La demande d’annulation ou de modification de la décision du tribunal de révision était‑elle frappée de prescription?

[16] Comme je l’ai mentionné plus haut, la demanderesse n’a pas présenté d’observations sur ce point. Quoi qu’il en soit, la division d’appel souhaite aborder cet aspect de la décision de rejet de l’appel rendue par la division générale. Le Tribunal a reçu la demande d’annulation ou de modification de la décision du tribunal de révision le 26 novembre 2014. À cette date, en vertu des dispositions transitoires, tous les dossiers ayant été transférés du tribunal de révision avaient été réputés avoir été déposés le 1er avril 2013. Si la demanderesse avait déposé une demande d’annulation ou de modification auprès du tribunal de révision avant le 1er avril 2013, elle aurait disposé d’un délai pouvant aller jusqu’à un an de plus pour déposer la Lettre. Toutefois, sa demande a été déposée près de sept mois après l’expiration du délai d’un an.

[17] La demanderesse déclare qu’elle ne savait pas trop comment s’y prendre pour déposer les « nouveaux » renseignements. La division générale a trouvé cela compréhensible, mais elle a fait valoir que l’explication fournie par la demanderesse n’était pas recevable aux termes de la Loi sur le MEDS, faisant la remarque suivante :

[Traduction]

[11] Bien que je comprenne que la demanderesse ait pu ne pas savoir comment déposer la Demande, la loi ne permet pas de prorogation de ce délai pour ce motif. Par conséquent, la Demande doit être rejetée.

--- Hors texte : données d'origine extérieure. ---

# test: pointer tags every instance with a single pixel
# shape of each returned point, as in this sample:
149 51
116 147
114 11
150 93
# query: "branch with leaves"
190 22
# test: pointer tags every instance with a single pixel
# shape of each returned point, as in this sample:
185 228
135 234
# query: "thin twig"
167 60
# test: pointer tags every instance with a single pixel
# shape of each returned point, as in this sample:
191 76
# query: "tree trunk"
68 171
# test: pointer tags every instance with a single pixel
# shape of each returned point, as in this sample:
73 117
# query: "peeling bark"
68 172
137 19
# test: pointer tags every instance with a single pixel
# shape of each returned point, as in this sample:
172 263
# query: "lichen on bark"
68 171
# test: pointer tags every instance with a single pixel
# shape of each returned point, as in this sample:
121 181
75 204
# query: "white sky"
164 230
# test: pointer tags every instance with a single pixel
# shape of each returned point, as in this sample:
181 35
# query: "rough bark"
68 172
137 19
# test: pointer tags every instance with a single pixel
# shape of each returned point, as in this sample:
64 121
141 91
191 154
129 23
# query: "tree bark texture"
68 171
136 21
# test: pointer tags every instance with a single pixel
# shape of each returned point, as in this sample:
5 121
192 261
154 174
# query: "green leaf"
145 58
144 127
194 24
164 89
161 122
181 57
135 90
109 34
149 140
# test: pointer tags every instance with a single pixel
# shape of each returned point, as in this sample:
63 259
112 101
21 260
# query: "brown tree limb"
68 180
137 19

La division d’appel souscrit à cette position sur le plan juridique énoncée par la division générale.

[18] Compte tenu de ce qui précède, la division d’appel conclut que la division générale n’a pas fondé sa décision sur des conclusions de fait erronées, tirées de façon abusive ou arbitraire ou sans tenir compte des éléments portés à sa connaissance. En conséquence, la division d’appel n’est pas convaincue que l’appel aurait une chance raisonnable de succès.

Conclusion

[19] La demande de permission d’en appeler est rejetée.